While enjoying our dinner, in addition to the pelicans, we noticed the cormorants again at work diving for their dinners along with a trio of ospreys hovering far above the water while eying the bay for any fish that strayed too close to the surface. In the hour or so we were there we watched as the ospreys plunged into the brine three or four different times while coming up with fish in their talons.
By the way, a squadron of brown pelicans is featured in a cameo appearance at the end of the 1993 movie Jurassic Park, a scene suggesting that pelicans may have descended from ancient pterodactyl dinosaurs, or so they say.
White Marlin Open results
Although I fished the White Marlin Open two years ago to celebrate the tourney’s 50th anniversary and brought a respectable yellowfin tuna to the scales (but finished out of the money), I sat out the tournament this year. On the other hand, some 282 boats were entered in this year’s event, billed as the world’s largest billfish tournament.

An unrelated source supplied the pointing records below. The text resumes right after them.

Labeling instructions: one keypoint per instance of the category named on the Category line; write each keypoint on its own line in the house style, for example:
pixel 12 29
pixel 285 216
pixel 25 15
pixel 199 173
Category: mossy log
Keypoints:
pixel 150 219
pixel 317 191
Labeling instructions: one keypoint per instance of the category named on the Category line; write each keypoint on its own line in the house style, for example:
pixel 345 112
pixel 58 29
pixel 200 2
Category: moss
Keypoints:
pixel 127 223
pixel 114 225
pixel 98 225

After the tournament was extended for two days due to foul weather and rough seas, the big winner was the team aboard the Billfisher with a 72-pound white marlin that brought $3,914,197 in winnings (second place, a 71 pounder, was brought to the scales aboard Catch 23, basketball great Michael Jordan’s boat, a fish worth $400,000).

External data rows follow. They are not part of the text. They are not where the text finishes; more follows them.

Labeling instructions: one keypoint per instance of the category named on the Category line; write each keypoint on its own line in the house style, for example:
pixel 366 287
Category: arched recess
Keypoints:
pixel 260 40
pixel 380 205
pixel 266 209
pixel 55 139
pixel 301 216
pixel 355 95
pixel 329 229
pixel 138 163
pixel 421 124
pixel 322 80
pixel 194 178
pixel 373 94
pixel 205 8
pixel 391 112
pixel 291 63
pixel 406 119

The biggest fish of the tourney was a 929.5-pound blue marlin worth $1,237,886 caught by an angler on the Barbara B, a boat that added to its winnings by also catching the largest dolphin of the event, a 32.50-pound fish worth $19,950. The biggest tuna was caught by the folks on the Sea Hab that weighed in at 188 pounds and won $764,325. Pottstown’s own Chris Jones, fishing aboard the Shooting Star, caught the only wahoo of the tourney, a 49.5-pound fish worth $74,145. The wahoo category holds a special place in my heart because when I fished the 14th annual White Marlin Open 38 years ago, our team caught the biggest wahoo, a 63 pounder. The payoff wasn’t all that great back in the day, but it did cover our expenses and then some.